By Kazim Alam
KARACHI: Presenting the Sindh budget for 2010–11, then finance minister Murad Ali Shah had termed the newfound right of the province to collect sales tax on services a “momentous achievement” for the ruling party that “won this with serious and persistent efforts”.
In the seven budget speeches that followed, Mr Shah would repeatedly laud the up-to-par performance of the Sindh Revenue Board (SRB), the body set up exclusively to collect sales tax on services in 2010.
Indeed, the SRB has outperformed other tax-collecting agencies in the province by a wide margin. Its collection target increased from Rs25 billion for 2011–12 to Rs100bn for 2017–18. This translates into an average annual growth rate of 26 per cent over the six-year period.
Meanwhile, provincial revenues from other taxes increased only 10.4pc annually over the same period.
In simple words, the Sindh government is getting increasingly dependent on sales tax on services, which is an indirect tax. Almost 54pc of total provincial tax receipts are expected to originate as sales tax on services next year.
Speaking to Dawn, Sindh’s former caretaker finance minister Shabbar Zaidi said the government’s growing reliance on a single indirect tax is not a healthy practice. He said its rate should instead be brought down by half to 7.5pc.
He added that this tax should be imposed only on those services that are availed by well-heeled people. “Sales tax on services should have a minimal impact on the lives of ordinary folk,” he said.
Currently, the tax applies to a broad range of services, such as advertising, customs agents, franchise service providers, restaurants, property developers, insurance providers, shipping agents and telecommunication service providers.
Ali Salman, managing director of Islamabad-based economic policy think tank PRIME Institute, said the Sindh government’s growing reliance on sales tax on services creates two problems.

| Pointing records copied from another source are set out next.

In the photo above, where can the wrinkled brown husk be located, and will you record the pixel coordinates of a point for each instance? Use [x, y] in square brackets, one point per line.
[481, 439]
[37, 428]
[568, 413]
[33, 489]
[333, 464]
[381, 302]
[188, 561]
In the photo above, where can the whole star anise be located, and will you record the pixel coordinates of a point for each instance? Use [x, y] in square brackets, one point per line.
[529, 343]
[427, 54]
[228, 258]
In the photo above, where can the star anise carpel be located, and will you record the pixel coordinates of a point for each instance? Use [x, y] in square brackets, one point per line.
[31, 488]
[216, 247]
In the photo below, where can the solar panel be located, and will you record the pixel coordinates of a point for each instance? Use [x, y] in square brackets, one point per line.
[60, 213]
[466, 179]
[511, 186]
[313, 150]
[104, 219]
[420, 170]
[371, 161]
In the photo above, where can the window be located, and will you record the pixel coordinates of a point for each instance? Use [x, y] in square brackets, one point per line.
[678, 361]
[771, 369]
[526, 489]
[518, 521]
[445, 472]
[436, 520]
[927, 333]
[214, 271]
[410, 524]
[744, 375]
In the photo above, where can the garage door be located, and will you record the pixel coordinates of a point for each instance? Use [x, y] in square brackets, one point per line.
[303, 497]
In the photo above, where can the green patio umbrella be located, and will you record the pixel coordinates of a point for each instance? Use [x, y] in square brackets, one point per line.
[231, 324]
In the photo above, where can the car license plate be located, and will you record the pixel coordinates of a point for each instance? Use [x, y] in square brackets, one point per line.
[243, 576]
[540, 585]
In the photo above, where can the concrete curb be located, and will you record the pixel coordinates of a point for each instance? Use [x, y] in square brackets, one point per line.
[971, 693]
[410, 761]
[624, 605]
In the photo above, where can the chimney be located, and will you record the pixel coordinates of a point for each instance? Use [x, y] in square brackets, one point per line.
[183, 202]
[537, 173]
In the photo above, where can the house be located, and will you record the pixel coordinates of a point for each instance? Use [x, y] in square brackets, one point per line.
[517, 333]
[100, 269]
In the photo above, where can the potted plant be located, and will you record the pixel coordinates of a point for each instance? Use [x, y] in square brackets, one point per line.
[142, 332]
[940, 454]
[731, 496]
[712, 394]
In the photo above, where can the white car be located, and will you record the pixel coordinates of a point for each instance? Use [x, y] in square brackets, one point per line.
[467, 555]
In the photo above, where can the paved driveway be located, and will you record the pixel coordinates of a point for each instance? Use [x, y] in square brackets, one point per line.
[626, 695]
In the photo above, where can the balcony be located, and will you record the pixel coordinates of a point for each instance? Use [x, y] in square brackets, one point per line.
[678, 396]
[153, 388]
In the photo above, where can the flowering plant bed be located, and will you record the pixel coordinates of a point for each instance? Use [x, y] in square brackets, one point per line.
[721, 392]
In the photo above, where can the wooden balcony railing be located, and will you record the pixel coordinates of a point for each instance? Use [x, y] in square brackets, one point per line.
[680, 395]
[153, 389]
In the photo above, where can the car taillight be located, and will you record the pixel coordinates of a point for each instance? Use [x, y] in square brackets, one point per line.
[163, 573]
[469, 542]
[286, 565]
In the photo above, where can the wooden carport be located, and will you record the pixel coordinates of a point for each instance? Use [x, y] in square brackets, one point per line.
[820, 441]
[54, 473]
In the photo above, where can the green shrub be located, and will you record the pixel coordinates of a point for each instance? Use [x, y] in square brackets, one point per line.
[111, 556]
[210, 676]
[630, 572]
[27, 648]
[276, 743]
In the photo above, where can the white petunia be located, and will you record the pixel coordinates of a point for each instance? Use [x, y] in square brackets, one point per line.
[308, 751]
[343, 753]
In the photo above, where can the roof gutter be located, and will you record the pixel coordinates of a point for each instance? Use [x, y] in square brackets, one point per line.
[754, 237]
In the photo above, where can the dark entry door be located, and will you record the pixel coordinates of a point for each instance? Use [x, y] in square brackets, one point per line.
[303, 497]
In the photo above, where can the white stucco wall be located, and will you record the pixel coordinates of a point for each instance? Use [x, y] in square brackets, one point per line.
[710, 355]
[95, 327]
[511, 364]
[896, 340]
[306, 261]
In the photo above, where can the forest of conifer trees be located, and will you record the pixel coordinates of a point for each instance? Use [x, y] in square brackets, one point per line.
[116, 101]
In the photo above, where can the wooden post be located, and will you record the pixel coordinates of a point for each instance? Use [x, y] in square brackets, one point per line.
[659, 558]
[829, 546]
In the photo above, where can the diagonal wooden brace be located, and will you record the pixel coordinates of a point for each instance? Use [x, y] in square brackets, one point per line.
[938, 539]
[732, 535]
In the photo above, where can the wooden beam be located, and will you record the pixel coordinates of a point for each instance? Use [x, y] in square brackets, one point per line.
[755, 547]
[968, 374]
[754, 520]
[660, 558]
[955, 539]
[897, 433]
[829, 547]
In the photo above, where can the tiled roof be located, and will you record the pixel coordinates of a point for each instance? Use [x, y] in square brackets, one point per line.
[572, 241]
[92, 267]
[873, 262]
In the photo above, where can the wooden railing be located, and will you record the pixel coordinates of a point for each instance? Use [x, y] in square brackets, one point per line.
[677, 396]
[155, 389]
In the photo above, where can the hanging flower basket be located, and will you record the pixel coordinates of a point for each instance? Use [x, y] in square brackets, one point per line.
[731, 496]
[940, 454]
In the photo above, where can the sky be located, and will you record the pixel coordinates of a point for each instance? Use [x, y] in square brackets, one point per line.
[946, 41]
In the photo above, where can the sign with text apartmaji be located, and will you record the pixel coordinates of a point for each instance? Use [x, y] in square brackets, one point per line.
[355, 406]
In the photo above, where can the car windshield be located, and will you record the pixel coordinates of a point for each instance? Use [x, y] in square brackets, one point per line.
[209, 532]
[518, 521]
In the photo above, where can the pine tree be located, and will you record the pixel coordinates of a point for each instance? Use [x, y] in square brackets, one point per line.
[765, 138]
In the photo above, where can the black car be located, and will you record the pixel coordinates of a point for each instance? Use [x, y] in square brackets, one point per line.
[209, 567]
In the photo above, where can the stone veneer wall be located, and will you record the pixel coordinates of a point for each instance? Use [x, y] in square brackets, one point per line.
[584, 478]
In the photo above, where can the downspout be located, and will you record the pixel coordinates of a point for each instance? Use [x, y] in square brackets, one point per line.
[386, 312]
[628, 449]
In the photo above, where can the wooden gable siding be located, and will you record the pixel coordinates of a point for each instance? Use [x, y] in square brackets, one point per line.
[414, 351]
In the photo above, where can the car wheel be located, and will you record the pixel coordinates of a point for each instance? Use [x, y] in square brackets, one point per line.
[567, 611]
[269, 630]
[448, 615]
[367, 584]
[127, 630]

One, the duplication of sales tax collection because companies that operate nationally have to pay it to more than one provincial government.
And two, it prevents the government from taking bold tax measures, such as enhancing the collection of direct taxes like agricultural income tax.
The share of direct taxes in total tax receipts of Sindh is less than 7pc for the next fiscal year. The estimated share of the tax on agricultural income in total tax collection is just 0.5pc.
“Pakistan remains one of the very few countries where the government’s reliance on indirect taxes surpasses (its reliance on) direct taxes by a big margin,” Mr Salman said, adding that such indirect taxes increase inflation and hurt low-income households disproportionately.